One of the marks of American liberalism has been to right the wrongs of former times, to seek justice for the downtrodden, and to repent for our iniquities as a nation.  A certain amount of shame has always accompanied the realization that we have done wrong.   Conversely, one of the marks of American conservatism has been a resistance to feeling shame about ourselves as a nation, but in some ways that pride has stood in the way of realizing one of the most important principles of the Judeo-Christian faith systems: repentance.  Long ago, during the Revolutionary War, patriotism meant willingness to die for one’s country, defending one’s freedom.    Modern patriotism has veered off course, attempting rather to defend one’s pride.  Modern patriotism has become synonymous with pride, rather than sacrifice.  And overweening pride can easily become a sin.  I do not seek to take away the source of anyone’s pride.  People want to feel good about themselves.  That’s their right.  We all need pride, as does any child being trained to walk or speak.  We all need a gold star on our homework. But how long do we have to be given gold stars in order to keep us moving forward?  After a while, we need to put away childish things and walk on our own. And a part of this is recognizing our mistake, taking responsibility for our iniquities, for repentance.

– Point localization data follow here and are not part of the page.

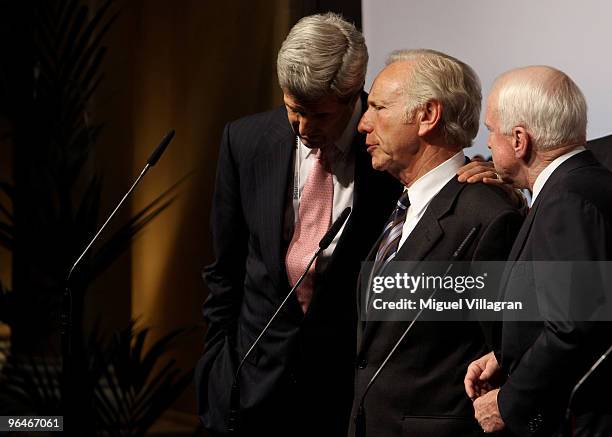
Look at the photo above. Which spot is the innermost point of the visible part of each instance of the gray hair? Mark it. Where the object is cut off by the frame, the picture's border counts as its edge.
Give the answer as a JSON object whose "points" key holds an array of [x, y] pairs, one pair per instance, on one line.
{"points": [[546, 102], [322, 54], [438, 76]]}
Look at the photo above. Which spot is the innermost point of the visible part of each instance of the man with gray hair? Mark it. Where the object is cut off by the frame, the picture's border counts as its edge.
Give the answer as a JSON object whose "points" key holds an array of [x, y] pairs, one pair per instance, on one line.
{"points": [[423, 110], [537, 119], [283, 177]]}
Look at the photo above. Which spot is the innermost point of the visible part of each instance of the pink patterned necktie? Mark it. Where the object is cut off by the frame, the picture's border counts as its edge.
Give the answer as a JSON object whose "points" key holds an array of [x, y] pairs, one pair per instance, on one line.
{"points": [[314, 219]]}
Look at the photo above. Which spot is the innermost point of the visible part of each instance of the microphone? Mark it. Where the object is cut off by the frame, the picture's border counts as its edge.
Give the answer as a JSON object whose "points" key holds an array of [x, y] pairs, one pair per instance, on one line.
{"points": [[568, 412], [156, 154], [360, 417], [235, 392], [66, 311], [334, 229]]}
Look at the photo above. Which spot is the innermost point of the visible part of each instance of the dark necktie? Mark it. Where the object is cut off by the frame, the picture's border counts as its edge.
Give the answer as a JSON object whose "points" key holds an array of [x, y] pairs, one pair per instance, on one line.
{"points": [[392, 234]]}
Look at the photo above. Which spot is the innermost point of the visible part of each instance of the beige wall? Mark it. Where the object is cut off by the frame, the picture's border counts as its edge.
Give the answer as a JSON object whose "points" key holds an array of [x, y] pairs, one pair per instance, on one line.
{"points": [[191, 65]]}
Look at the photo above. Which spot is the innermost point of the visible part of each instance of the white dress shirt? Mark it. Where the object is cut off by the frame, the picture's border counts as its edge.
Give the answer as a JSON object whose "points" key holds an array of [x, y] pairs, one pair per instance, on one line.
{"points": [[549, 169], [343, 172], [424, 189]]}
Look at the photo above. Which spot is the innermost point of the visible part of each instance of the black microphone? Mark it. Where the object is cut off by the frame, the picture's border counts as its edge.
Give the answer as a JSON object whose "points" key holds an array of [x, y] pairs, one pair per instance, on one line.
{"points": [[360, 417], [66, 311], [233, 421], [156, 154], [568, 412], [334, 229]]}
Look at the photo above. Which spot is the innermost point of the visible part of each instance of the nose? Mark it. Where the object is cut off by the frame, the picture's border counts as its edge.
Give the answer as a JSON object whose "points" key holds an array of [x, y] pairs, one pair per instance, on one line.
{"points": [[365, 126], [304, 125]]}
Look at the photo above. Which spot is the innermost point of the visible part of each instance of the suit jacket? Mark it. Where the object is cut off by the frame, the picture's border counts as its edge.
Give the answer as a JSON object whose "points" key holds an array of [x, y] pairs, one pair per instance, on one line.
{"points": [[571, 220], [301, 373], [602, 149], [420, 392]]}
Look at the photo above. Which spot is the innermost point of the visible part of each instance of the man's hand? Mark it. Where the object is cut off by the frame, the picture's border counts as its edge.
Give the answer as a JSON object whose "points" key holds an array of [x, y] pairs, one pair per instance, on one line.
{"points": [[483, 171], [487, 414], [478, 377], [478, 170]]}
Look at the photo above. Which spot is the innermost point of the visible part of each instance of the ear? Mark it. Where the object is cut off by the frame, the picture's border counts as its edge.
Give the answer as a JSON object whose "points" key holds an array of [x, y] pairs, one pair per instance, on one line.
{"points": [[428, 116], [521, 142]]}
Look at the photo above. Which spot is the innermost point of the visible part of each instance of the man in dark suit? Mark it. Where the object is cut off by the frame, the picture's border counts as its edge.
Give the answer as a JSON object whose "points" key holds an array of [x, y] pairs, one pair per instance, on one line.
{"points": [[537, 121], [602, 149], [423, 111], [283, 176]]}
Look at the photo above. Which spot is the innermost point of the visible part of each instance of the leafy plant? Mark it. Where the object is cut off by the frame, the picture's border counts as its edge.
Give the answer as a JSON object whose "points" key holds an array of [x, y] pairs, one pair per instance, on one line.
{"points": [[129, 387], [53, 52]]}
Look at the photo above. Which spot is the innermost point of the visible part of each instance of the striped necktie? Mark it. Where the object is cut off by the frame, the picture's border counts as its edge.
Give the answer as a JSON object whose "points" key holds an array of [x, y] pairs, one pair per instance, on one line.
{"points": [[392, 234]]}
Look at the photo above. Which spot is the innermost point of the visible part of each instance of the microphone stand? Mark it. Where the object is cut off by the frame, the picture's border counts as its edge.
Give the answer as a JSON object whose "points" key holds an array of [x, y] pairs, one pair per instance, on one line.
{"points": [[67, 388], [568, 428], [234, 412], [360, 417]]}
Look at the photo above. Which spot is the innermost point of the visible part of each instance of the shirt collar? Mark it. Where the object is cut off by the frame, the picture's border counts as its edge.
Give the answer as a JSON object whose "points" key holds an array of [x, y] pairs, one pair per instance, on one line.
{"points": [[550, 168], [427, 186]]}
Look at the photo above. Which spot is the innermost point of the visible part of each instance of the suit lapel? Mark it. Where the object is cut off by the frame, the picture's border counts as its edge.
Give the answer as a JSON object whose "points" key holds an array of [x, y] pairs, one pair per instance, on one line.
{"points": [[272, 170], [423, 238], [582, 159]]}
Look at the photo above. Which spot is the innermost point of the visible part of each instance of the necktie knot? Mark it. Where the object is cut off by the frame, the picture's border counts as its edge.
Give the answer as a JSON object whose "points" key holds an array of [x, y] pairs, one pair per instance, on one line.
{"points": [[404, 201]]}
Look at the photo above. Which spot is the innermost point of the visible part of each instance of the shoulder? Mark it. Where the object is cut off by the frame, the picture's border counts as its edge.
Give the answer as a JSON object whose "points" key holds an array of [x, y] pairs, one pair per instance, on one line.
{"points": [[585, 186], [485, 201], [246, 135], [260, 121]]}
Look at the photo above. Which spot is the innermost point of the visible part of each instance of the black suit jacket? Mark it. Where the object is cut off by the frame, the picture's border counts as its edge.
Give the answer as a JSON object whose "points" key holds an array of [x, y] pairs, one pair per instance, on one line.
{"points": [[571, 220], [602, 149], [420, 392], [301, 374]]}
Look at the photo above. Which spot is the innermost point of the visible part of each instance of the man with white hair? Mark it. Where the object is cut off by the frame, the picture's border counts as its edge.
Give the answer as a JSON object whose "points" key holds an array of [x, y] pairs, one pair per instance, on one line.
{"points": [[537, 119], [283, 177], [424, 109]]}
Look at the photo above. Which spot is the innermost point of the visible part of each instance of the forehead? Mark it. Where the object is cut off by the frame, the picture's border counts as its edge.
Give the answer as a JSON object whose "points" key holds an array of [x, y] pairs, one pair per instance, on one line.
{"points": [[491, 107], [327, 103], [390, 82]]}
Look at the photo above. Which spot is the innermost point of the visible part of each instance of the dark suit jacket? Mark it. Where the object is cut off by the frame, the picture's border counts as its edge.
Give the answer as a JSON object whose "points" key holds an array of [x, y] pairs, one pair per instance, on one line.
{"points": [[602, 149], [420, 392], [301, 374], [571, 220]]}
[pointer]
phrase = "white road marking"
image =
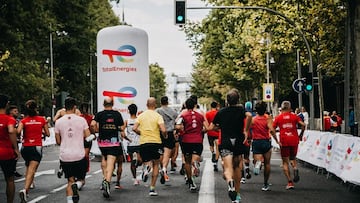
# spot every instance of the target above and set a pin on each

We need a healthy dose of pride in who we are, as a people, as a nation.  But we need that pride to be tempered with humility and compassion, and indeed, repentance for our wrongdoings.  King David, the model of the Biblical king, modeled humility before God, and embodied repentance.  Are we claiming to be greater than David?  Have we surpassed him in perfection?

So how do I feel about American exceptionalism?  I believe that our exceptionalism lies in our ability to embrace the diversity that made this nation, and through it to build unity.  In welcoming the immigrants of all classes, creeds, races, colors, and abilities, who were able to make this nation prosperous and industrious, and who can still do so if given the right opportunities.  Taking the best of all cultures and sharing and appreciating them.  And are we a melting pot or a salad bowl? I don’t care.  We’re both.  We’ll start our meal with salad and then we move on to the fondue.  And Guess what? After the meal, there is a delicious fruit salad for us all to enjoy! That diversity can make all of us stronger, individually and corporately.  And Our exceptionalism lies in our compassion toward other nations, neighbors or not, allies or not, being willing to lend a hand in the face of adversity and tragedy, being willing to build bridges where there were only chasms.  Our exceptionalism lies in our ability and our desire to make peace and to avoid war, not to thrive in it and get rich on it.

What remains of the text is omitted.